In the last decade the military has continuously supplied men and women to the frontlines throughout the AOR. When a situation doesn't go as planned and casualties are sustained, their lives depend on self-aid buddy care and, more importantly, the airmen of the 379th Expeditionary Medical Group's Mobile Field Surgical Team and Expeditionary Critical Care Team.
Airmen from the 379th Expeditionary Medical Group Mobile Field Surgical Team and Expeditionary Critical Care Team unpack their supplies as they conduct a timed mobile hospital setup and equipment familiarization training Aug. 28, 2015 at Al Udeid Air Base, Qatar. (U.S. Air Force photo by Staff Sgt. Alexandre Montes)
The MFST is comprised of a general surgeon, orthopedic surgeon, anesthesiologist, operating room technician, or nurses and respiratory technicians with nine members in total. Complementing the mission is an intensive care unit doctor, an ICU nurse, and a respiratory technician, known as an ECCT.
“These airmen are constantly postured to forward deploy within three hours of notification,” said Lt. Col. Steven Chen, 379th Expeditionary Medical Group MSFT general surgeon.
Chen said that when they arrive to their or destination they are able to set up facilities, unpack supplies and begin providing medical care to those wounded or injured within an hour.
This mobile hospital setup in an austere environment is not sleight of hand. Each team is sent to intense, fast-paced, warrior mind-set training prior to and during each deployment. Focusing on their medical backgrounds, these airmen train to keep each other safe while applying medical care in a hostile environment if the situation arises.
“All of us at home station are doctors, nurses, anesthesiologists and surgeons, but do get training before coming out here,” said Chen. ”The training is Expeditionary Medical Support; they teach us how to set up in an austere environment and take care of patients, critically ill patients and also to do surgery.“
The airmen are also sent to Combat Airman Skills Training, a pre-deployment environment where airmen are prepared for the possibility of combat or security situations and how to survive. This type of training is not the ‘norm' from their day-to-day operations at home stations. Even with all the prior training, MSFT is a capability that is rarely used, but extremely important to current deployed operations.

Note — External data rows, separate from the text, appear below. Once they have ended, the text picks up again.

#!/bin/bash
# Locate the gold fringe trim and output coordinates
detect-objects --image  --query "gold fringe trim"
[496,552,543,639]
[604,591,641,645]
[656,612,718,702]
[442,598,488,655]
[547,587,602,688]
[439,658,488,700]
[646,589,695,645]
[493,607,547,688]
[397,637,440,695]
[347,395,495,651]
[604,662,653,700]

“With the ops tempo these days, there is not as much fighting going on, so we are like a safety net and only go out when there is a real need,” said Chen. “But what does happen more frequently is we do exercises.”
In addition to in-house weekly training, MSFT and ECCT also travel to conduct joint training with Navy SEALS, conducting real-life scenarios aboard ships and in several other locations. They also support larger exercises like Eager Lion, an international force exercise for conventional and unconventional threats.
The training that the airmen conduct on a weekly basis keeps them sharp and prepared. Scenarios are constructed and timed making sure each team member knows and understands their specific roles when the time comes.